Harmful chemicals discovered in Monroe and Dane County creeks

The Department of Natural Resources detected large traces of flame retardant chemicals in multiple bodies of water across the state, raising concern about water quality during Gov. Tony Evers’ “Year of Clean Drinking Water.”

Image By: Lyra Evans

High levels of per- and polyfluoroalkyl substance contamination (PFAS) were found Monday in Starkweather Creek in Madison and Silver Creek in Monroe County. 

The Department of Natural Resources’ findings showed significant amounts of the widely used chemical — often found in non-stick cookware and firefighting foam — in those areas as well as lower levels in three other water bodies across the state. 
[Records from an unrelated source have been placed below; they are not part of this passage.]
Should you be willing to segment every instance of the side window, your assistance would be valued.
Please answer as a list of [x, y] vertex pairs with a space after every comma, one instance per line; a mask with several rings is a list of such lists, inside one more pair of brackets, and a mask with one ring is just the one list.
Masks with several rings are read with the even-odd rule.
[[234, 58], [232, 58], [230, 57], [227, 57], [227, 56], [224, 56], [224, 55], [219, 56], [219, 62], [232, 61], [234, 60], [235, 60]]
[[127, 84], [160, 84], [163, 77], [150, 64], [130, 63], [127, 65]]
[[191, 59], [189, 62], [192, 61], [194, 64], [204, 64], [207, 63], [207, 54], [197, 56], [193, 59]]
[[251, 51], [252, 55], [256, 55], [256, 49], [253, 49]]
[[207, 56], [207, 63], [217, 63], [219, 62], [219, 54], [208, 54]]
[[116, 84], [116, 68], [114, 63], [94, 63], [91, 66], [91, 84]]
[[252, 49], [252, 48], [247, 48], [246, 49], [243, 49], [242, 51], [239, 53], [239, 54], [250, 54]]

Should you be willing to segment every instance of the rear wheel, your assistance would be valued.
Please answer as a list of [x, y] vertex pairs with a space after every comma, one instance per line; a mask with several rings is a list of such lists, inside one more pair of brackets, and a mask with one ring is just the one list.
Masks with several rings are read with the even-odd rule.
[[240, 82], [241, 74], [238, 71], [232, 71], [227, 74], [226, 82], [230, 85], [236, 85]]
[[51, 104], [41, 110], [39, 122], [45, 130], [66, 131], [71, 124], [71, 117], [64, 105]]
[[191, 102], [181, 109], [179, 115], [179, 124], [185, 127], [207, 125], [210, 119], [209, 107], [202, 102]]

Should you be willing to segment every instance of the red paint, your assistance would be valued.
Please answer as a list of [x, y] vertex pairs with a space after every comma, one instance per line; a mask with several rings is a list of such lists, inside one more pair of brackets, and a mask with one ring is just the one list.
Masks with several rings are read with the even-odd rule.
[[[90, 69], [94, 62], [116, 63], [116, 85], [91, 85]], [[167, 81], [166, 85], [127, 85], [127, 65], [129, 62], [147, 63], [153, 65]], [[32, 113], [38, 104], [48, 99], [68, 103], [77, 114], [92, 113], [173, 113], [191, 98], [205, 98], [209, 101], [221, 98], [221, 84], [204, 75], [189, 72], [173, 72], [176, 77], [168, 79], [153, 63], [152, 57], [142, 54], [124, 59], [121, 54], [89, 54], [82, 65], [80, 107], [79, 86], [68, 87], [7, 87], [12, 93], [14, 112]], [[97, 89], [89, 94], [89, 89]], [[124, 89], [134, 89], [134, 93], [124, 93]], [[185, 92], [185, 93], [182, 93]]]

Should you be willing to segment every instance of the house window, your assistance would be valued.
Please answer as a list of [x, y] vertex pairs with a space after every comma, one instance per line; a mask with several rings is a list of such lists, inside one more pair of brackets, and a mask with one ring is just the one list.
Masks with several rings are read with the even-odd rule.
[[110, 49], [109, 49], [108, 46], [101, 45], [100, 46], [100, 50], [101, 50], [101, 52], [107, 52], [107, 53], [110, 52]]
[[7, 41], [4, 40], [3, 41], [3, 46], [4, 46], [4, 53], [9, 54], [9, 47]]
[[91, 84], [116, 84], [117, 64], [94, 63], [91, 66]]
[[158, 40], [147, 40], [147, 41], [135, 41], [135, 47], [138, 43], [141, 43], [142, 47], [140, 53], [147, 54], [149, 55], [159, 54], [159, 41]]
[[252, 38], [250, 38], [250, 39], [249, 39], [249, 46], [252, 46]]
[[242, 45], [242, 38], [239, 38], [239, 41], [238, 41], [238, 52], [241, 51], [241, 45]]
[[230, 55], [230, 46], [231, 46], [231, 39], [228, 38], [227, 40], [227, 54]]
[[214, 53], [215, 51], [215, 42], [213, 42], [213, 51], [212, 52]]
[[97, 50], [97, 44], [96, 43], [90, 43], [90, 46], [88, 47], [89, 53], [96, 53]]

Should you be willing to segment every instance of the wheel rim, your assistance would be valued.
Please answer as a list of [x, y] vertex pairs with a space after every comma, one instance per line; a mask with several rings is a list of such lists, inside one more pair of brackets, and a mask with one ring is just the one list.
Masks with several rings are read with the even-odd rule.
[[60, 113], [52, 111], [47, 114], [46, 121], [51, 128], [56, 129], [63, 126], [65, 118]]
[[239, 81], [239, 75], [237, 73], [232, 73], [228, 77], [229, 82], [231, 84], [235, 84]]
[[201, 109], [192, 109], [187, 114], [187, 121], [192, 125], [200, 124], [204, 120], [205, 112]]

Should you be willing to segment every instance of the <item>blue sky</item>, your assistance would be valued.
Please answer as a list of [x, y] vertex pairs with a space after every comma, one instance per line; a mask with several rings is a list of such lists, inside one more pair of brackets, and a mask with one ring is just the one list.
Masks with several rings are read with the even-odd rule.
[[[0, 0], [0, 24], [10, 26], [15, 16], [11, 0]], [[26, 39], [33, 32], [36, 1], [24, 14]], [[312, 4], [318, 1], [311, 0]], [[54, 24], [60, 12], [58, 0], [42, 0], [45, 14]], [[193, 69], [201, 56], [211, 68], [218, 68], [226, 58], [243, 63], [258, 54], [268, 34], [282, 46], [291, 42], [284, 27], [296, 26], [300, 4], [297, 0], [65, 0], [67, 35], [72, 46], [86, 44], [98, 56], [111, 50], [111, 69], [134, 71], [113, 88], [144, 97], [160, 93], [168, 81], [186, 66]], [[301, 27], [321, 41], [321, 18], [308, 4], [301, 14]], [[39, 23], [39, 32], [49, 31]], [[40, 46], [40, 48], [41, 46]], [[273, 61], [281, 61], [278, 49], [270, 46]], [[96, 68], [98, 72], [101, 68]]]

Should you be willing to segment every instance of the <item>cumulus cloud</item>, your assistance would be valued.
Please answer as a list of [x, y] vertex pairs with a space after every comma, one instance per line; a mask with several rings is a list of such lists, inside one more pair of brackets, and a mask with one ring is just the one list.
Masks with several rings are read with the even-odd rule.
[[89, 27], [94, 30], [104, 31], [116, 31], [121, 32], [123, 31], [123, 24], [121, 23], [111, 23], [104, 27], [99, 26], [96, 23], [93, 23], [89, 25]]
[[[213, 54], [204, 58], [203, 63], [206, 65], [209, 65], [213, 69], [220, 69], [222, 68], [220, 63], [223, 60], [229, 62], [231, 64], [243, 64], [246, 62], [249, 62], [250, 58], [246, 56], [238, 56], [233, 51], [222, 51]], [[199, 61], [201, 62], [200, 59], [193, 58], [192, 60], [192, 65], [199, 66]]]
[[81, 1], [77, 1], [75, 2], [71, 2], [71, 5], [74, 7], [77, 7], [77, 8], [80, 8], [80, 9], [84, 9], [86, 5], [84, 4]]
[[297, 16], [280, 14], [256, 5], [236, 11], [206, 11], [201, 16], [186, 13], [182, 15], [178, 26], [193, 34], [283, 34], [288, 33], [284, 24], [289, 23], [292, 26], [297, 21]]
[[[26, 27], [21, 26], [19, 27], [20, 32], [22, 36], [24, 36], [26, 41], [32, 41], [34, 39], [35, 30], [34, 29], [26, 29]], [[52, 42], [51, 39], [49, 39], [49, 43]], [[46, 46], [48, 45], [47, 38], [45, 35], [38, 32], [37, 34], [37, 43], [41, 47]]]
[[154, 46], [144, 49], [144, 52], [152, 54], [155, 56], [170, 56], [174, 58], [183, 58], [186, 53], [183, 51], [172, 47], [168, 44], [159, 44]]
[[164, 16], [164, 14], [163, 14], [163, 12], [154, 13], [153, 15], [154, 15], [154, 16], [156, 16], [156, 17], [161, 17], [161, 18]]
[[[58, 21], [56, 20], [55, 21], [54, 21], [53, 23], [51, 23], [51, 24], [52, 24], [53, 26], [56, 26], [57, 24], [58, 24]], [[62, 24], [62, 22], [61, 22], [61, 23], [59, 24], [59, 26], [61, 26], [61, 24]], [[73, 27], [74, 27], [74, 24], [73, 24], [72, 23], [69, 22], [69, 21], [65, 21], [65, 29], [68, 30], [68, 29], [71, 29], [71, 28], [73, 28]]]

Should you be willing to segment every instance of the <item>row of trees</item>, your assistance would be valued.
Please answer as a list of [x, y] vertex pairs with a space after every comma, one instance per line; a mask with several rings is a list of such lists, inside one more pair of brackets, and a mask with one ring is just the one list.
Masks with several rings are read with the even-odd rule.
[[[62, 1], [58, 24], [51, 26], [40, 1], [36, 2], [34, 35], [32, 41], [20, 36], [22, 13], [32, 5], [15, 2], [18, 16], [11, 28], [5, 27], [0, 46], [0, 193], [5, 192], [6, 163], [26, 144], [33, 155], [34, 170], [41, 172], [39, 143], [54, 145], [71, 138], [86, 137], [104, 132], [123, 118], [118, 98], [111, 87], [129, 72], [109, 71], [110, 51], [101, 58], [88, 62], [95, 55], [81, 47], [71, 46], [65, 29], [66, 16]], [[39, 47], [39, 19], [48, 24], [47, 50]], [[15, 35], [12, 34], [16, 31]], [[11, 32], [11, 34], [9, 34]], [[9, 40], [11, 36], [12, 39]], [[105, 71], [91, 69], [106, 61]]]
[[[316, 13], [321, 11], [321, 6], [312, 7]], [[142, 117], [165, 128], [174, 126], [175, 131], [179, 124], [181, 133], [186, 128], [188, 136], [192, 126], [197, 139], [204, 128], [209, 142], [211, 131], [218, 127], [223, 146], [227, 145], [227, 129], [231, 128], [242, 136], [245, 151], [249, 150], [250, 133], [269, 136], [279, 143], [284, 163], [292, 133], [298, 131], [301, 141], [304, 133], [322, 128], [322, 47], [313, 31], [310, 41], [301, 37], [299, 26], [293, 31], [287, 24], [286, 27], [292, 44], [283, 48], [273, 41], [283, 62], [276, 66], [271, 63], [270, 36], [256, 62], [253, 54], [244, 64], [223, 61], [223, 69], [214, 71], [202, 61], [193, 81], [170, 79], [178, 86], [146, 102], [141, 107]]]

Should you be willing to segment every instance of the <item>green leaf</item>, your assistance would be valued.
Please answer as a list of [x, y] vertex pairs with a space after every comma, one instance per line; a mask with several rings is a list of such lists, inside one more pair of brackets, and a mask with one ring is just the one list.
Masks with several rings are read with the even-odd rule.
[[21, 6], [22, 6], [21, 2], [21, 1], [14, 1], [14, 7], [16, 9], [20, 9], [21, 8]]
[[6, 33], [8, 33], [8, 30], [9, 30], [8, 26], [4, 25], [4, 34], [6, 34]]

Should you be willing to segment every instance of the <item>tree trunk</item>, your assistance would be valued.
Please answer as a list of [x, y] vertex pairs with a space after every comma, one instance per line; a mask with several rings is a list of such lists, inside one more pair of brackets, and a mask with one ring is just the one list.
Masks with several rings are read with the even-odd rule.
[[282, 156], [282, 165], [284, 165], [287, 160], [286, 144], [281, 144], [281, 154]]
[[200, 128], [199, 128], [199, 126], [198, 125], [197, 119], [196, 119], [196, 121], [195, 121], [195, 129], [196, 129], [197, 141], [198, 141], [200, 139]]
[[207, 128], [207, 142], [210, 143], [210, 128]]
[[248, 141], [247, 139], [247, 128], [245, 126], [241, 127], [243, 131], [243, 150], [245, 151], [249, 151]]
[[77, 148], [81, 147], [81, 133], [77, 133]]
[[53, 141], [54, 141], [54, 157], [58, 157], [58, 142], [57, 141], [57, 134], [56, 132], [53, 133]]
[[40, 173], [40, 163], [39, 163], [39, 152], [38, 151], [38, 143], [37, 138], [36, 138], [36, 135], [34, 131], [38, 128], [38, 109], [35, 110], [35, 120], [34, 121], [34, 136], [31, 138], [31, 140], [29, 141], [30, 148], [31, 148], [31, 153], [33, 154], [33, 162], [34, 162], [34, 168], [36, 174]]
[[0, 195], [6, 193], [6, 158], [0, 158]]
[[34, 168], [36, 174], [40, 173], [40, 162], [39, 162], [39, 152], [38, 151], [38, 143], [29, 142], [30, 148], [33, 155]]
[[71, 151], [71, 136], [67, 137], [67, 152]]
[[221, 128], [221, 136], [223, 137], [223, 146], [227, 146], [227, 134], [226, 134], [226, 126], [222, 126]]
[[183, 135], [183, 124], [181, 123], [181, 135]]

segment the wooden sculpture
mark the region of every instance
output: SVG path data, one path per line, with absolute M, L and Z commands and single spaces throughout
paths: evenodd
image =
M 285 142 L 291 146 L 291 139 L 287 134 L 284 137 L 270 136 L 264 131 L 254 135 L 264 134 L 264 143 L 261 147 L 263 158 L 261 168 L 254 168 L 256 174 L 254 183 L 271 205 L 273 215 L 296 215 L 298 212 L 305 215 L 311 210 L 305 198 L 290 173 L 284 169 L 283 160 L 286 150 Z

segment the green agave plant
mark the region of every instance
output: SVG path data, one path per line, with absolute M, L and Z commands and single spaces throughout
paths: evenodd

Exposure to some PFAS above certain levels could increase the risk of negative health effects, such as thyroid disease, low birth weights and cancer, according to the DNR. 

While external exposure — from activities such as wading or swimming — are not necessarily dangerous, the DNR advised against drinking water with heightened levels of PFAS and suggests Wisconsinites wash their hands after being in contaminated water. 

U.S. Sen. Tammy Baldwin, D-WI, alarmed by these findings, was concerned for her constituents, including those she met recently in Marinette. 

“PFAS chemicals pose a dangerous risk to public health and our environment ... especially where the highest PFAS concentration levels were found,” Baldwin said in a press release.

To combat this issue, Baldwin authored the PFAS Accountability Act, which would make federal agencies responsible for addressing PFAS contamination they were at fault for at military bases.

The Marinette representative John Nygren, who authored a bill to ban the use of “Class B” foams containing PFAS in most cases, spoke out about the results of the DNR test. 

“Silver Creek in Monroe County and Starkweather Creek in Dane County are over 100 miles apart, but they are linked by a common thread: immediate proximity to airports where firefighting foams containing PFAS were used,” Nygren said in a press release. “The use and uncontained spread of these foams contaminated the environment near my hometown of Marinette and a growing list of locations across the state.”

A known source of contamination came from the creek near Truax Field Air National Guard, where firefighting foam is commonly used in practice. The DNR plans to further investigate that area. 

The Environmental Protection Agency currently does not have a federal drinking water standard regarding PFAS. However, Wisconsin is developing drinking water standards based on recommendations from the Department of Health Services under Gov. Tony Evers' “Year of Clean Drinking Water” initiative. 

“Now more than ever, they need to step up and invest in research on how PFAS chemicals harm human health and establish meaningful standards to help protect Wisconsinites from PFAS exposure,” Baldwin said, calling the CDC and EPA to action. “We must address this public health crisis now.”